UW Data Science Seminar: Boris Kovalerchuk

UW Data Science Seminar: Boris Kovalerchuk

When

05/21/2025    
4:30 pm – 5:20 pm

Please join us for a UW Data Science Seminar featuring Boris Kovalerchuk from the Department of Computer Science at Central Washington University on Wednesday, May 21st from 4:30 to 5:20 p.m. PT. The seminar will be held in Electrical and Computer Engineering Building 125 – Campus Map.

“How to Identify and Avoid Quasi-Explanation in AI and Machine Learning”

Abstract: Low-quality explanations of predictive models prevent domain experts from trusting and deploying models in high-stakes domains like medicine, even when these black-box models are accurate. Explanations suitable for data scientists to debug models and improve accuracy differ from those required for domain experts to confidently risk deploying models in critical applications. Unfortunately, popular explanation methods often generate quasi-explanations that fail to meet domain experts’ needs. Crucially, these methods bring foreign assumptions to the domain on top of those already brought by black-box models, most of which remain hidden and are difficult for domain experts to assess.

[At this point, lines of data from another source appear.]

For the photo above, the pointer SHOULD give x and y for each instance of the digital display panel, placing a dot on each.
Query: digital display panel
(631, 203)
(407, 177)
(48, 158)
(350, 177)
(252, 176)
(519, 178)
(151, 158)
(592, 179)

To address this, we advocate for explicitly revealing these assumptions, enabling domain experts to critically assess their validity. We will present methods that produce explanations free from such foreign assumptions, supported by open-source software. These include interactive Visual Knowledge Discovery (VKD) methods, grounded in a novel framework for lossless visualization of multidimensional data by General Line Coordinates (GLC). It complements other AI/ML techniques, bridging the gap between technical accuracy and domain-specific interpretability.

Biography: Dr. Boris Kovalerchuk is a professor of Computer Science at Central Washington University. His publication activities include five books published by Springer:”Data Mining in Finance (2000), “Visual and Spatial Analysis” (2005), “Visual Knowledge Discovery and Machine Learning” (2018), “Integrating Artificial Intelligence and Visualization for Visual Knowledge Discovery” (2022), and “Artificial Intelligence and Visualization: Advancing Visual Knowledge Discovery” (2024), chapters in the Data Mining/Machine Learning Handbooks (2006, 2010, 2023) with total over 200 publications. He coined the terms Visual Knowledge Discovery (VKD) and General Line Coordinates (GLC), which link AI and visualization frontiers. Dr. Kovalerchuk has been a principal investigator of research projects supported by the US Government agencies and a senior visiting scholar at the Air Force Research Lab. He delivered relevant tutorials at major conferences.

The 2024-2025 seminars will be held in person, and are free and open to the public.